Iancu Dumitrescu (born 15 July 1944) is a Romanian avant-garde composer.

== Life and works ==
Dumitrescu was born in Sibiu, Romania. He received a master's degree in composition in Bucharest, where his teachers included Alfred Mendelsohn. Later, he studied conducting and philosophy with Sergiu Celibidache, who led Dumitrescu to engage with the philosophy of Edmund Husserl and apply the principles of phenomenology to music.

He began composing his mature works in the early 1970s. In 1976 he founded the Hyperion Ensemble, which he describes as "a multimedia group dedicated to experimental music". Several of Dumitrescu's early works for solo contrabass were recorded by the noted avant-garde bassist Fernando Grillo.

Dumitrescu has composed a large body of works for acoustic instruments and ensembles as well as works combining acoustic and electronic sounds and works composed entirely using tape or computer. In its emphasis on long tones that undergo transformations of timbre, Dumitrescu's music can be loosely grouped with that of Italian composer Giacinto Scelsi and with the spectral music of fellow Romanian Horațiu Rădulescu and the French composers of the spectral school.

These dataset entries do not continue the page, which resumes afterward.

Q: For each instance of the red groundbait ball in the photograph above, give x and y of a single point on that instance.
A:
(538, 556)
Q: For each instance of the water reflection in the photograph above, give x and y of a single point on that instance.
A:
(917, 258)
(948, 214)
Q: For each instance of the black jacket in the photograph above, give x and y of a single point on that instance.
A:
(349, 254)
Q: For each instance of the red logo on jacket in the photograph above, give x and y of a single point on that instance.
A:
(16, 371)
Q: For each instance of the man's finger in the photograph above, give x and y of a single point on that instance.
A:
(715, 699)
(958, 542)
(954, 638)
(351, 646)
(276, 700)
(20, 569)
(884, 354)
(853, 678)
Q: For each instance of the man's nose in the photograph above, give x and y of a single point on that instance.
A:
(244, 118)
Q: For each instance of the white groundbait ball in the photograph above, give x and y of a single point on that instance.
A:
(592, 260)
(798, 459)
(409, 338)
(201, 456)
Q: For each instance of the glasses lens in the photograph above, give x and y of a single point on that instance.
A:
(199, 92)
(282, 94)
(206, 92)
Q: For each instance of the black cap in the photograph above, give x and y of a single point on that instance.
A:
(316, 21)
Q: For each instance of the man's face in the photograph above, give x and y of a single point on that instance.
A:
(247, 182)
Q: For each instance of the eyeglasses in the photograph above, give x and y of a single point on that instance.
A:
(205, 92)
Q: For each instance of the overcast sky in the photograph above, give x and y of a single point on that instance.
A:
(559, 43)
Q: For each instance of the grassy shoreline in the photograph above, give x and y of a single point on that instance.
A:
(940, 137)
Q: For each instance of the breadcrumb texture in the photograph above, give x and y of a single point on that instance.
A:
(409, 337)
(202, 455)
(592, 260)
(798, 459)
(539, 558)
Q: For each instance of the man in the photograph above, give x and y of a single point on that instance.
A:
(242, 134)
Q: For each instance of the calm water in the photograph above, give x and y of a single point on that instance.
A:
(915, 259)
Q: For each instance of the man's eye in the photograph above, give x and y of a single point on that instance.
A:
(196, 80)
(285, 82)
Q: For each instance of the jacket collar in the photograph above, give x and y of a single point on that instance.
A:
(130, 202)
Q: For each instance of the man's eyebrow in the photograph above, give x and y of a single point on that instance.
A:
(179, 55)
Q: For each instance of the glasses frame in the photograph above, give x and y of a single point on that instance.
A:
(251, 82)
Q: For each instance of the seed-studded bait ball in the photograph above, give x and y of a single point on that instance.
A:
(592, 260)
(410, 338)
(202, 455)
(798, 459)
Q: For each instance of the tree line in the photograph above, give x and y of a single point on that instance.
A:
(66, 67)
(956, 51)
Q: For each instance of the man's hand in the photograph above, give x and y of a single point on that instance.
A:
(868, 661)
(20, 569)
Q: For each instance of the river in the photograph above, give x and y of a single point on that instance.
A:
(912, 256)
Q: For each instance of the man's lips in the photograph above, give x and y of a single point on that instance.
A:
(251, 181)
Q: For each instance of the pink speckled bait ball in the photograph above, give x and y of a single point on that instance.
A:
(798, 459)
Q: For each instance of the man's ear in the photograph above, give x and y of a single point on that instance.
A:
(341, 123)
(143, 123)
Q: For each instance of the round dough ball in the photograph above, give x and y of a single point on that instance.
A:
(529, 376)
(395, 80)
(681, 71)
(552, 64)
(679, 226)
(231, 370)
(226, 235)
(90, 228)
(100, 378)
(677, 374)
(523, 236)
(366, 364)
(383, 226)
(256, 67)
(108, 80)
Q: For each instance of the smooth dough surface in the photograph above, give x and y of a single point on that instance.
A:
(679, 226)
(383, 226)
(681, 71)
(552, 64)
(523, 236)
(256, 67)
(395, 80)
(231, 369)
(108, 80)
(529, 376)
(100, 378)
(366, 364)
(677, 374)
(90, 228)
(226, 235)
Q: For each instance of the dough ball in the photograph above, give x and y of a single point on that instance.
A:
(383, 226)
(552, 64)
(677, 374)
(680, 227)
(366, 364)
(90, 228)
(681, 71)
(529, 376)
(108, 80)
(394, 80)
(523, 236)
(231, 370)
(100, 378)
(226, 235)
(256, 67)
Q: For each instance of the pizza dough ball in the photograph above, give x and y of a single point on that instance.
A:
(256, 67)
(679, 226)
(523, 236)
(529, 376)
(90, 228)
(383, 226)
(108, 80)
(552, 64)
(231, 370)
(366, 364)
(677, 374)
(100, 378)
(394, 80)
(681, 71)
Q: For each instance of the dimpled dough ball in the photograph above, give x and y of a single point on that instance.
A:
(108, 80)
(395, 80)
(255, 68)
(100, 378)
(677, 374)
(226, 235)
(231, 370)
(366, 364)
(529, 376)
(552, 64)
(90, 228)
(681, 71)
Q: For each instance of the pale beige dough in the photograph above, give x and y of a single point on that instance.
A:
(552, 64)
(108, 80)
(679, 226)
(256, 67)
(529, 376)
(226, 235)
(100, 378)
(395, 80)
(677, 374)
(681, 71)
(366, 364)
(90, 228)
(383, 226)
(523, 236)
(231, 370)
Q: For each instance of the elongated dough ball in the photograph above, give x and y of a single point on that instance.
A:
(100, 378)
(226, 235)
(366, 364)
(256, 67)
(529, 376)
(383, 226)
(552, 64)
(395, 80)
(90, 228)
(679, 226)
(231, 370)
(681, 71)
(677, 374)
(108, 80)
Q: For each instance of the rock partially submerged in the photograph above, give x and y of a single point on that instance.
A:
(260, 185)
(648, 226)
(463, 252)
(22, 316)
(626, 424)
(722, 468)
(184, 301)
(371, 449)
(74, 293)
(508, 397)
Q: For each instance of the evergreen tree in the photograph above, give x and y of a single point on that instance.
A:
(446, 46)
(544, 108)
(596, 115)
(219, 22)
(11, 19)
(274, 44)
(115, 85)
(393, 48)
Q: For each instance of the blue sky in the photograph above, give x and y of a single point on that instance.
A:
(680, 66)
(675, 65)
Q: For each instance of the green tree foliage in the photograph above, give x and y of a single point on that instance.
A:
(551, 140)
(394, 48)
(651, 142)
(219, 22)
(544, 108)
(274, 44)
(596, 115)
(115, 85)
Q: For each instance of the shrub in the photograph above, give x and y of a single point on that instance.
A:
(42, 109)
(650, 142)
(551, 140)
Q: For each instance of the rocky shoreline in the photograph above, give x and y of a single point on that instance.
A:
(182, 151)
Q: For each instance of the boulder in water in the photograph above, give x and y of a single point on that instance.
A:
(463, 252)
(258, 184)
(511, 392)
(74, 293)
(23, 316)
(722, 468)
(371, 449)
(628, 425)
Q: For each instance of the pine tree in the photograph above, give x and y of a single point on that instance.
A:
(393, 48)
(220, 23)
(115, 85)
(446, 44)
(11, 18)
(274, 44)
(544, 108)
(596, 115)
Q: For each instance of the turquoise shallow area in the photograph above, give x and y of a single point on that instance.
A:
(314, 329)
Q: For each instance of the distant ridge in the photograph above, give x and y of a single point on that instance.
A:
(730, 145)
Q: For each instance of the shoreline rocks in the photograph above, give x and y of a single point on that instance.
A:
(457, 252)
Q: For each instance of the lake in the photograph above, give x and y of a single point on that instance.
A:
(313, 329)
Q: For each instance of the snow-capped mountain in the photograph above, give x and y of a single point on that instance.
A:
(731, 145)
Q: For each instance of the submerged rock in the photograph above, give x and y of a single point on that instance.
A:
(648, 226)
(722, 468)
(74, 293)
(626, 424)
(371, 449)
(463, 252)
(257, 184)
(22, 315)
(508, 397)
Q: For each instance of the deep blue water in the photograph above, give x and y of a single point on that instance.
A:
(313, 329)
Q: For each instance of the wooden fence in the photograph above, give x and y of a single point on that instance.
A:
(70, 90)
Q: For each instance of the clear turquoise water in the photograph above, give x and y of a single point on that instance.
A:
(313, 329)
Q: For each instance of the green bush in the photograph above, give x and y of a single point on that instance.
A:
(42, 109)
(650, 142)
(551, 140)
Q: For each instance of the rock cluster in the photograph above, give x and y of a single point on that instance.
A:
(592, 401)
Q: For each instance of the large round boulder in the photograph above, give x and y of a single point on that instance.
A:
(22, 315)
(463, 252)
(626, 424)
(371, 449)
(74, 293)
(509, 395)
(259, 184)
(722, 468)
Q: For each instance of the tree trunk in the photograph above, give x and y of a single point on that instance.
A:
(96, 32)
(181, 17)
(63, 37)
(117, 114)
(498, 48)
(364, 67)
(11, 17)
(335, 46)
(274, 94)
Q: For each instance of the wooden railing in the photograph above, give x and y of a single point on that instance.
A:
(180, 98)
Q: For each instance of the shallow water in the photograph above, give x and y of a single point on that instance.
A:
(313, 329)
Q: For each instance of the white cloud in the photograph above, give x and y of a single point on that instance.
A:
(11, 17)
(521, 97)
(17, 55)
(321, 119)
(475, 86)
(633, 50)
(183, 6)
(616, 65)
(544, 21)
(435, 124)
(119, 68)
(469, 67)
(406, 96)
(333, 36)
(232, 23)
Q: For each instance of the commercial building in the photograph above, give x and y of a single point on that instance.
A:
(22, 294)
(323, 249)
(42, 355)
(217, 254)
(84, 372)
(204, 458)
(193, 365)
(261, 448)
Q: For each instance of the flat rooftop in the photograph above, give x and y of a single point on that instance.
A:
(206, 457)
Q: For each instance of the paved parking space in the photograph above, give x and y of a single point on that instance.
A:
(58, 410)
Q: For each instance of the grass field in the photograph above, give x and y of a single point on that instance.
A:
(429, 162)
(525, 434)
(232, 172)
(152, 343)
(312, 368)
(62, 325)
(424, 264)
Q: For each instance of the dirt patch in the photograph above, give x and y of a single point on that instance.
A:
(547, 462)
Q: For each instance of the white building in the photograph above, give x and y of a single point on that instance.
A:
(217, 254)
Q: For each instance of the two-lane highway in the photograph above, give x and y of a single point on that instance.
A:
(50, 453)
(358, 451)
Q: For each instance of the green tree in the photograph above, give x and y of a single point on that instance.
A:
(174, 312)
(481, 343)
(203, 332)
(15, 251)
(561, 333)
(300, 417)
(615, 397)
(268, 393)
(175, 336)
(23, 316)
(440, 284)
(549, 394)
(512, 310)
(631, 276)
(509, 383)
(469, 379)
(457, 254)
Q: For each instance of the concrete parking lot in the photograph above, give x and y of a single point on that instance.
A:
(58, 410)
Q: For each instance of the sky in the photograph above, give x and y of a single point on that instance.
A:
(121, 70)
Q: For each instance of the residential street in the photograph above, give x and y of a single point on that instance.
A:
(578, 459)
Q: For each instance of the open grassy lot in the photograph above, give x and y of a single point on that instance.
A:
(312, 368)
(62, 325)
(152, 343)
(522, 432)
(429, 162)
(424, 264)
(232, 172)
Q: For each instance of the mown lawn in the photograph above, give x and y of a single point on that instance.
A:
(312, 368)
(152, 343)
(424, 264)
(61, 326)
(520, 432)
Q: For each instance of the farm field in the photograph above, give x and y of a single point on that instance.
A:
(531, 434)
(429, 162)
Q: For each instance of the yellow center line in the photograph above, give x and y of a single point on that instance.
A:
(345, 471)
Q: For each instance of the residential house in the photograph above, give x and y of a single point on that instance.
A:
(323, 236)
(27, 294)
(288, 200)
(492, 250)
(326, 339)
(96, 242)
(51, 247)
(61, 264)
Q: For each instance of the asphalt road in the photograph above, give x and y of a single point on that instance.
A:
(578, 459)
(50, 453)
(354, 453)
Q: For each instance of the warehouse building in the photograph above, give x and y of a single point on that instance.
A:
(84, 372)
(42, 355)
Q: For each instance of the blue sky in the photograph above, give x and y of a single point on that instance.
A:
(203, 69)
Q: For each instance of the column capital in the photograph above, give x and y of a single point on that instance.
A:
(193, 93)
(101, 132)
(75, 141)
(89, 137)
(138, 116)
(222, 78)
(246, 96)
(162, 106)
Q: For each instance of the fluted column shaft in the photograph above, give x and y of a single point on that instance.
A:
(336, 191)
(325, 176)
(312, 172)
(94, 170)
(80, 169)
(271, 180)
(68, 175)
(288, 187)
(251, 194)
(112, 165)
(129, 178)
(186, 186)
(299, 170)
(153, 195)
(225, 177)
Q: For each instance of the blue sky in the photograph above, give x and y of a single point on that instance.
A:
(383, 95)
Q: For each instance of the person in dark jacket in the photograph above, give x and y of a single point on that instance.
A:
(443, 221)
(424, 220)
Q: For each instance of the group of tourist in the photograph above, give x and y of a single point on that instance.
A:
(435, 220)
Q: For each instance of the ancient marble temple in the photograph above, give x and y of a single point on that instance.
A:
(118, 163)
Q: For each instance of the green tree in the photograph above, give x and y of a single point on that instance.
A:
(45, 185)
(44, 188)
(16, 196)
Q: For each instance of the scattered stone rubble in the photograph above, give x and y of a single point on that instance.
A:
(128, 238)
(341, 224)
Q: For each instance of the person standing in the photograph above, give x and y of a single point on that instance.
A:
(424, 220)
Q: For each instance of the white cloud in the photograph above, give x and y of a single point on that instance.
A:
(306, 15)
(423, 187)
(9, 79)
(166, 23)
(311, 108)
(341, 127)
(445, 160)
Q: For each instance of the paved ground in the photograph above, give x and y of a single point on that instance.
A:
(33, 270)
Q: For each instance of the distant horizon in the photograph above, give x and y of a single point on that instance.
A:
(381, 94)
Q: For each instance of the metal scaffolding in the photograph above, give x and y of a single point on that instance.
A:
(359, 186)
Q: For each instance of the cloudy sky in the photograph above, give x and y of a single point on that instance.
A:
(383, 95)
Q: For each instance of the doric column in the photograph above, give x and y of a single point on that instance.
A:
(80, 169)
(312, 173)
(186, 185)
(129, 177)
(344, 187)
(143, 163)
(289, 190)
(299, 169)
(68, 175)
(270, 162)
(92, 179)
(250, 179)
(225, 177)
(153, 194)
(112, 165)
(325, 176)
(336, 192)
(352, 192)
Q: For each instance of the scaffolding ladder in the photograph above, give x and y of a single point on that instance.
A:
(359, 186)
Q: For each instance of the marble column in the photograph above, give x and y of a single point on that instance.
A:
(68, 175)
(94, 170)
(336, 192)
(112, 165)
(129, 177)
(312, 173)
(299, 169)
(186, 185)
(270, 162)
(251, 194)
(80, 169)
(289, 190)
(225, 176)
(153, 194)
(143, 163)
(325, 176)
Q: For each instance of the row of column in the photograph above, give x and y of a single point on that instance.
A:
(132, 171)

Dumitrescu describes his music as "acousmatic" but disclaims a relationship with the acousmatic music of French musique concrète pioneer Pierre Schaeffer. He accepts the "spectralist" label, though he distinguishes his work from some others in the spectral school in that it is not serial. Dumitrescu has said that "I think of myself as a spectralist, but in completely different way from the French".

Dumitrescu was married to fellow composer Ana-Maria Avram (1961–2017); they have more than 20 joint CD releases on their Edition Modern label. Recordings of Dumitrescu's works have also been released by Edition RZ, ReR Megacorp, Generations Unlimited, and other record labels. He is represented by Editions Salabert.